THE biggest industry in this town at the moment seems to be built around bashing the Australian Taxation Office and their staff. Our daily newspapers have run stories centred on the disallowance by the Taxation Office of claims made by taxpayers for deductions of amounts invested in what are euphemistically called “Tax advantaged Investments”.

Three years ago I wrote in Business News: “I for one, would caution all potential investors to review these investments before making any decision to part with their hard earned money. My experience certainly suggests that these projects have a very short life span and given the choice of investing in one of these projects or paying the tax, I would opt to pay the tax.”

Now the ATO has issued a number of assessments in respect of a large number of projects disallowing the claims that have been made by participants.

This has prompted the creation of all manner of fighting funds and associations to combat the ogre of the ATO.

The question that has eluded me through all of this publicity is whether the investor was aware of the nature of the investment at the time of making it and whether, because of the potentially large tax deduction, the ATO would be prepared to sit back and allow the claims made.

If the investor was not aware of the nature of the investment, then was the adviser who recommended the investment aware of the nature of the project.

Were the tax deductions ever in doubt?

It would have been patently obvious to anyone that claims of the nature being made by the promoters of these arrangements would attract the attention of the ATO.

Business News spoke with Ms Cheryl-Lea Field, Assistant Commissioner, Small Business Section and spokesman on these matters at the ATO here in Perth. Ms Field was happy to place the process of the denial of deductions in the proper context.

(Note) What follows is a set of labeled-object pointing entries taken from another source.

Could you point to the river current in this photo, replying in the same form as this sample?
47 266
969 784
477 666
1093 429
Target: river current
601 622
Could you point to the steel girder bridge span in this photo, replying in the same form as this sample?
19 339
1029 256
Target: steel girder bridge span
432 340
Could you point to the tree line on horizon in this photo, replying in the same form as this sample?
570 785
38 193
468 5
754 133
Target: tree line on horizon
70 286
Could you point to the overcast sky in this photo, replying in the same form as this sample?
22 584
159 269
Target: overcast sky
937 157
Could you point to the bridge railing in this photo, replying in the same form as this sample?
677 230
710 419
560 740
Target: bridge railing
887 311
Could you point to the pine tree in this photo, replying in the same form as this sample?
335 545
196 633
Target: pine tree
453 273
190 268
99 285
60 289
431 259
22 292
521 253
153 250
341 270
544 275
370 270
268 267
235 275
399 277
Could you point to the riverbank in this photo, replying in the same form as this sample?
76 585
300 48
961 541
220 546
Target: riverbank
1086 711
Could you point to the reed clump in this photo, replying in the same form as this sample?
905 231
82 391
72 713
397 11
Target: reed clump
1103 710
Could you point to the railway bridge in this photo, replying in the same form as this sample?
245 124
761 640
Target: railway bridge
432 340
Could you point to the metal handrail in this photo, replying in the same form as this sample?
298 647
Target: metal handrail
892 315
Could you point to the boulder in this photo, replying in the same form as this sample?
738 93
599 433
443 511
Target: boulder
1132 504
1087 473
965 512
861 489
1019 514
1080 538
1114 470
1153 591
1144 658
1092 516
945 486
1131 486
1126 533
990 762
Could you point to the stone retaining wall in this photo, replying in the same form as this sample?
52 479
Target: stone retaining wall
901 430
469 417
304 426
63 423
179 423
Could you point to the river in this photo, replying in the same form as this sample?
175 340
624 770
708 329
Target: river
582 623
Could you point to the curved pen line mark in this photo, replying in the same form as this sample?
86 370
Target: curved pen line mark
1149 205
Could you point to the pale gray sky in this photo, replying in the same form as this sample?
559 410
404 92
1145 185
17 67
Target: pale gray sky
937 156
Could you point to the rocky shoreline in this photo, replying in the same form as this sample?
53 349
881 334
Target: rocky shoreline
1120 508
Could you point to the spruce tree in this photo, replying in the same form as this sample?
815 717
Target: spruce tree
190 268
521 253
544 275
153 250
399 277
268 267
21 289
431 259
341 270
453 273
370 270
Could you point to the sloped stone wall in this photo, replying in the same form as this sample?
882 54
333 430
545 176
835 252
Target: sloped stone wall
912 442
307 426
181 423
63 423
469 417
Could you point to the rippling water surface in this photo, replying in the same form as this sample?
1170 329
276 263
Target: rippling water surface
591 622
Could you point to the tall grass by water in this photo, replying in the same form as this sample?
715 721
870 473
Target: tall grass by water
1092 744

“The ATO utilises a process of self-assessment. Under that system, returns as lodged by the taxpayer are accepted on face value,” Ms Field said.

“The ATO then has a community obligation to undertake due diligence checks of the assessments that have issued. If the assessments are seen to be wrong then the ATO will issue amended assessments to rectify the error.

“One such error would be the allowance of deductions when they are considered not to be so.”

Under self-assessment, the ATO is allowed to go back four years on normal assessments and six years if they were to apply Part IVA of the Act and consider something to be tax avoidance in nature.

The point that Ms Field was very careful to make was that the ATO has not changed the law to disallow these claims. The normal self-assessment process as outlined above revealed that there were deductions being claimed that were not necessarily allowable. The ATO then fulfilled its community obligations and investigated the cases in more detail.

Having performed a thorough investigation they came to the view that the claims were not allowable. Ms Field emphasised that the decision that was taken to amend the assessments was not taken lightly. The ATO is very confident of its cases and sees that the Courts will uphold their decision.

Of the cases that have been disallowed in the realm of Tax Advantaged Investments, none have had product rulings issued in respect of the projects. The existence of a product ruling does not guarantee the allowance of deductions, anyway.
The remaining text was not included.